Goldman Sachs hat eine dovish Position zur Politik der Federal Reserve abgegeben, wobei Chefökonom Jan Hatzius argumentiert, dass eine Zinserhöhung beim Treffen der Zentralbank am 15.-16. September angesichts der jüngsten konjunkturellen Daten sehr unwahrscheinlich ist, wie Bloomberg berichtet. Hatzius veröffentlichte seine Analyse am Sonntag in einer Mitteilung und argumentierte, dass die Markterwartungen für weitere Zinserhöhungen angesichts der jüngsten Inflationsentwicklungen und der breiteren wirtschaftlichen Trends zu aggressiv bleiben.
Die Argumentation des Chefökonomen von Goldman stützt sich auf ein konsistentes Muster von enttäuschenden konjunkturellen Daten anstatt auf einen einzelnen Datenpunkt. Einzelhandelsumsätze, Lohnwachstum und Inflationsdaten haben alle Erwartungen enttäuscht, was Hatzius zu dem Schluss führt, dass die dovish orientierten Mitglieder des Federal Open Market Committee keinen Grund haben, ihre Haltung zur Unterstützung einer Zinserhöhung zu ändern. Hatzius vermerkte, dass es nach zwei Monaten deutlich schwächerer Daten zu Beschäftigung und Inflation schwierig ist, sich vorzustellen, dass Ausschussdoves eine Zinserhöhung unterstützen würden.

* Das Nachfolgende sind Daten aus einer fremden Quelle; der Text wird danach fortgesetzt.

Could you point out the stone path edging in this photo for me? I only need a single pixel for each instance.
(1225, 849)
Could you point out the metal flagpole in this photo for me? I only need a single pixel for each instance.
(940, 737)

Goldmans Basisprognosen deuten auf eine weitere Verbesserung der Inflationslage hin, anstatt auf eine erneuerte Verschlechterung im Jahresverlauf. Die Bank hat ihre Sicht bekräftigt, dass die Marktpreisgestaltung für den Federal Funds Rate immer noch zu hawkish ist und dass Händler die Wahrscheinlichkeit zukünftiger Zinserhöhungen immer noch überschätzen. Die Marktpreisgestaltung hat bereits begonnen, sich in die von Goldman beschriebene Richtung zu verschieben.
CME FedWatch Daten zeigen, dass die Wahrscheinlichkeit einer Erhöhung um 25 Basispunkte auf die Spanne von 3,75%-4% beim September-Treffen auf etwa 30% gefallen ist, deutlich niedriger als nach schwächer als erwartet ausfallenden Inflationsdaten aus Juli, die die Marktstimmung letzte Woche verschoben haben. Händler haben ihre Erwartung für die nächste Zinserhöhung um 25 Basispunkte auf Januar verschoben, was einen signifikanten Rückzug vom Vorjahr darstellt, als eine Dezemberbewegung vollständig eingepreist worden war. Goldman hob auch eine erwartete Steilheit der US-Treasury-Renditekurve hervor und führte die Bewegung auf eine Kombination von sinkenden Preisdruck, abnehmenden Zinserhöhungserwartungen und wachsender Besorgnis über die US-Fiskallage zurück.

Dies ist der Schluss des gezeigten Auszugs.